The bad news – it is fairly easy to tell that Optimum Home Entertainment have used dated elements to bring The Grifters to Blu-ray. There are a number of tiny flecks and scratches that I noticed. I don't believe that they would detract from your viewing experience, but some of you might be slightly annoyed by their presence. There are some stability issues with the color-scheme as well. For example, some of the indoor scenes look a bit problematic. I also spotted quite a bit of mild edge-enhancement.
Overall, this Blu-ray disc represents an obvious upgrade over the existing Miramax SE SDVD release. There is a lot to like about it, but I think that it could have easily looked a lot better. A single clean-up of the tiny flecks would have done miracles. (Note: This is a Region-B "locked" disc. Therefore, unless you have a native Region-B or Region-Free player, you won't be able to access the disc's content).
The Grifters Blu-ray, Audio Quality
There are two audio track on this Blu-ray disc: English DTS-HD Master Audio 5.1 track and English LPCM 2.0 track.
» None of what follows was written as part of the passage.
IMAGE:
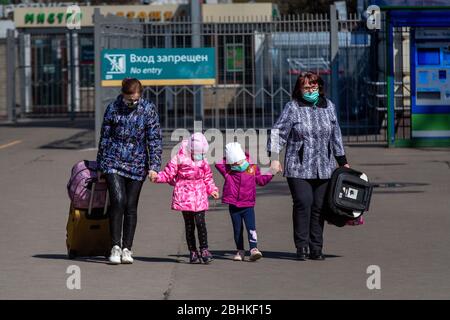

I opted for the English LPCM 2.0 track and later on did a few random comparisons with the English DTS-HD Master Audio 5.1 track for the purpose of this review.
I purposely decided to watch the film with the with the English LPCM 2.0 track. I am very well familiar with it, so as soon as I received my disc, I tested a few scenes with it and found that I liked a lot more what I heard with the English LPCM 2.0 track than with what I heard with the English DTS-HD Master Audio 5.1 track.
The dialog is actually slightly easier to follow on the English LPCM 2.0 track. On the English DTS-HD Master Audio 5.1 track there are certain scenes where the dialog isn't as clear as it should be. There isn't much activity in the surround channels on the English DTS-HD Master Audio 5.1 track, but the little that you would hear I believe it interferes with the dialog (the final scene is great example). This being said, there are no pops, cracks, or hissings that I detected. Elmer Bernstein's score sounds lovely. For the record, once again Optimum Home Entertainment have not provided optional English subtitles for the main feature.
The Grifters Blu-ray, Special Features and Extras
Most unfortunately, there are no supplemental features to be found on this Blu-ray disc.
The Grifters Blu-ray, Overall Score and Recommendation
I am going to recommend this Blu-ray release of Stephen Frears' The Grifters assuming that a similar one won't appear in North America any time soon. Yes, its transfer reveals a few minor issues, but the film most certainly looks the best it ever has. That said, these budget Blu-ray discs Optimum Home Entertainment are offering would likely be the only way for us to see quite a few older films in High Definition. I don't mind that as long as the great price tags they arrive with remain unchanged. Recommended.